On Monday, Romney was equally vague in his initial public comment about the Supreme Court decision. On a coincidental campaign stop in Arizona, he slammed the president for what he called inaction on immigration reform. And he noted that the court should recognize that each state has the right and duty to secure its borders, especially if the federal government fails to do it. But he offered no hint as to whether he agreed with the court’s decision, and his spokesman declined to answer repeated questions from reporters.

Later, at a fundraiser in Scottsdale, Romney said he wished the court had given states more latitude, not less, to deal with immigration. He again blamed the president for failing to act on immigration when Democrats had majorities in the House and Senate. He promised to take up the issue in his first year as president, if elected. He pledged to work across the aisle. He did not promise specific comprehensive reform.

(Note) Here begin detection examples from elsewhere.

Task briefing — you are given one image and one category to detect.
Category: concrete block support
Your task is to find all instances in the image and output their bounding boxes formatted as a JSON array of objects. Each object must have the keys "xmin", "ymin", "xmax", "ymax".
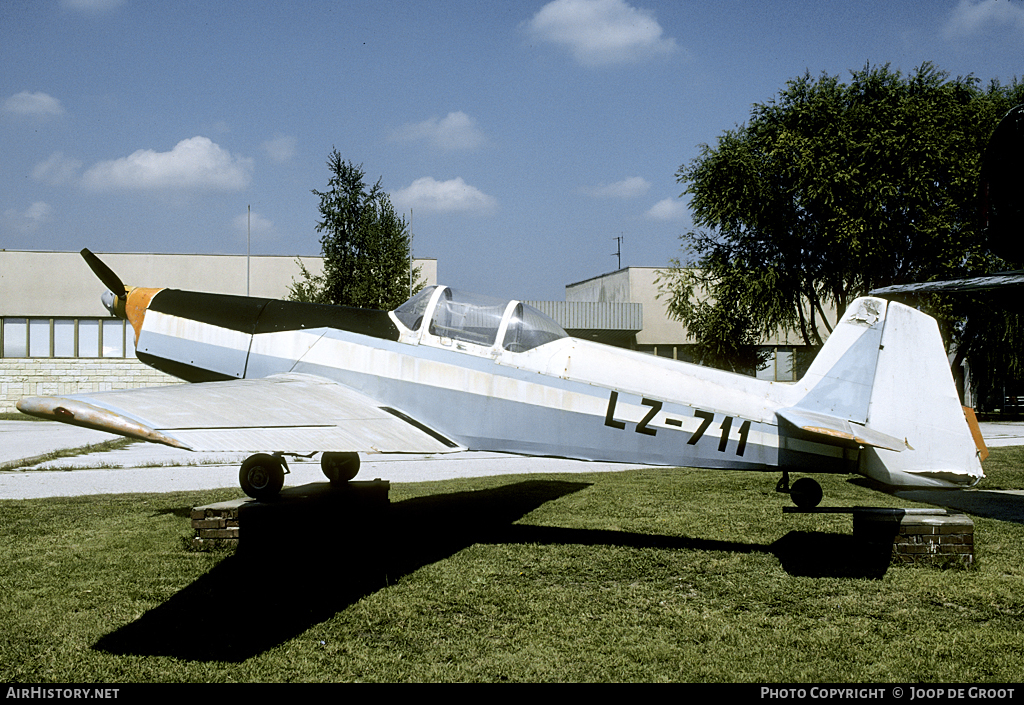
[{"xmin": 853, "ymin": 507, "xmax": 974, "ymax": 568}]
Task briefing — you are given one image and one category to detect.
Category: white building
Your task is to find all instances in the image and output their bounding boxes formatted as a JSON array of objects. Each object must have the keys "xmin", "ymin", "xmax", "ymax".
[{"xmin": 0, "ymin": 250, "xmax": 815, "ymax": 412}]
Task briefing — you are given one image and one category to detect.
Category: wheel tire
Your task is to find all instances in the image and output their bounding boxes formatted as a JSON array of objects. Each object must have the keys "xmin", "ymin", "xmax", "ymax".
[
  {"xmin": 239, "ymin": 453, "xmax": 285, "ymax": 499},
  {"xmin": 790, "ymin": 478, "xmax": 822, "ymax": 509},
  {"xmin": 321, "ymin": 453, "xmax": 359, "ymax": 485}
]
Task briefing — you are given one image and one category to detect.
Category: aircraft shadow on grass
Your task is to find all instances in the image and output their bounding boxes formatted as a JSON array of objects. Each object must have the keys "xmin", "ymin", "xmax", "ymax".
[{"xmin": 93, "ymin": 481, "xmax": 888, "ymax": 662}]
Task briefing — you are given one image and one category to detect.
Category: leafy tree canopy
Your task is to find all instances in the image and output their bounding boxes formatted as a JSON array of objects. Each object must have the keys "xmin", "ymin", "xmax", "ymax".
[
  {"xmin": 659, "ymin": 64, "xmax": 1024, "ymax": 399},
  {"xmin": 289, "ymin": 150, "xmax": 423, "ymax": 310}
]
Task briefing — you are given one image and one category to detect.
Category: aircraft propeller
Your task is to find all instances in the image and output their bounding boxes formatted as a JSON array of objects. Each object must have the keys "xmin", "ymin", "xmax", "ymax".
[{"xmin": 81, "ymin": 248, "xmax": 129, "ymax": 319}]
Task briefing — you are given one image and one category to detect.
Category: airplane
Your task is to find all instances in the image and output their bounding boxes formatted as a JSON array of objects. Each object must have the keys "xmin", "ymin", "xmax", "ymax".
[{"xmin": 17, "ymin": 249, "xmax": 984, "ymax": 509}]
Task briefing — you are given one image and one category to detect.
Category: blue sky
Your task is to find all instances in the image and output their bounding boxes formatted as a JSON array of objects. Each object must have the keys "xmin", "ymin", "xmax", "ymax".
[{"xmin": 0, "ymin": 0, "xmax": 1024, "ymax": 300}]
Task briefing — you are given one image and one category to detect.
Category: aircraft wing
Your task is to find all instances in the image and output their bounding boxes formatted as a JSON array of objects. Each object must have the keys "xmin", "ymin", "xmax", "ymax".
[
  {"xmin": 871, "ymin": 272, "xmax": 1024, "ymax": 296},
  {"xmin": 17, "ymin": 374, "xmax": 465, "ymax": 453}
]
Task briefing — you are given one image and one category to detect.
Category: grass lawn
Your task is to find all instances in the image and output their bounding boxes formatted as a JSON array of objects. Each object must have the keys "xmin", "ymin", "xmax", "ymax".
[{"xmin": 0, "ymin": 449, "xmax": 1024, "ymax": 683}]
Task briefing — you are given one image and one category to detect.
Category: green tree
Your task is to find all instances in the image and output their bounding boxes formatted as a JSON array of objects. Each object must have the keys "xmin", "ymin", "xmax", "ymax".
[
  {"xmin": 289, "ymin": 150, "xmax": 423, "ymax": 310},
  {"xmin": 659, "ymin": 64, "xmax": 1024, "ymax": 401}
]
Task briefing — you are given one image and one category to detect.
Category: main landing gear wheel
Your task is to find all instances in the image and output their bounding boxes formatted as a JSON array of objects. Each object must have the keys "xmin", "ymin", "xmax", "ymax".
[
  {"xmin": 239, "ymin": 453, "xmax": 285, "ymax": 499},
  {"xmin": 321, "ymin": 453, "xmax": 359, "ymax": 485},
  {"xmin": 790, "ymin": 478, "xmax": 821, "ymax": 509}
]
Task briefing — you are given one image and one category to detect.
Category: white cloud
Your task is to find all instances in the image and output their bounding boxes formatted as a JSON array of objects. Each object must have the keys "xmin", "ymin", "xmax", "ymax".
[
  {"xmin": 82, "ymin": 137, "xmax": 253, "ymax": 191},
  {"xmin": 527, "ymin": 0, "xmax": 677, "ymax": 66},
  {"xmin": 391, "ymin": 176, "xmax": 498, "ymax": 214},
  {"xmin": 61, "ymin": 0, "xmax": 125, "ymax": 12},
  {"xmin": 32, "ymin": 152, "xmax": 82, "ymax": 186},
  {"xmin": 393, "ymin": 111, "xmax": 484, "ymax": 150},
  {"xmin": 587, "ymin": 176, "xmax": 650, "ymax": 199},
  {"xmin": 3, "ymin": 90, "xmax": 65, "ymax": 117},
  {"xmin": 262, "ymin": 135, "xmax": 295, "ymax": 164},
  {"xmin": 3, "ymin": 201, "xmax": 53, "ymax": 234},
  {"xmin": 647, "ymin": 198, "xmax": 686, "ymax": 220},
  {"xmin": 943, "ymin": 0, "xmax": 1024, "ymax": 39}
]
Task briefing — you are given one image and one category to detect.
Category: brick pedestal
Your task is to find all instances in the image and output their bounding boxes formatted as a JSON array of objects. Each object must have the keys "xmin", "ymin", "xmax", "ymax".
[
  {"xmin": 191, "ymin": 479, "xmax": 391, "ymax": 549},
  {"xmin": 853, "ymin": 507, "xmax": 974, "ymax": 568}
]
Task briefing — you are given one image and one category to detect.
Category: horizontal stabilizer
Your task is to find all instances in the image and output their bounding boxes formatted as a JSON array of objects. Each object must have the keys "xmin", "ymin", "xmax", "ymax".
[
  {"xmin": 17, "ymin": 374, "xmax": 465, "ymax": 453},
  {"xmin": 17, "ymin": 397, "xmax": 194, "ymax": 451},
  {"xmin": 775, "ymin": 408, "xmax": 909, "ymax": 452}
]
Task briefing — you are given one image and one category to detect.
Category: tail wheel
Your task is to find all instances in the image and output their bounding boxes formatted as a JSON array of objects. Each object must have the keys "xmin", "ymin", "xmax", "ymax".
[
  {"xmin": 790, "ymin": 478, "xmax": 822, "ymax": 509},
  {"xmin": 321, "ymin": 453, "xmax": 359, "ymax": 485},
  {"xmin": 239, "ymin": 453, "xmax": 285, "ymax": 499}
]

In all that, Romney avoided any mention of the illegal immigrants already in the country, an issue that has held up comprehensive reform dating back to the administration of George W. Bush. He did not talk about the opposition within his own party, which scuttled reform efforts when Bush sought a bipartisan solution. He did not allude to any of the positions he staked out during the primaries.

He promised to lead but hasn’t done so yet. It will be up to the voters to decide in which direction they think he would go.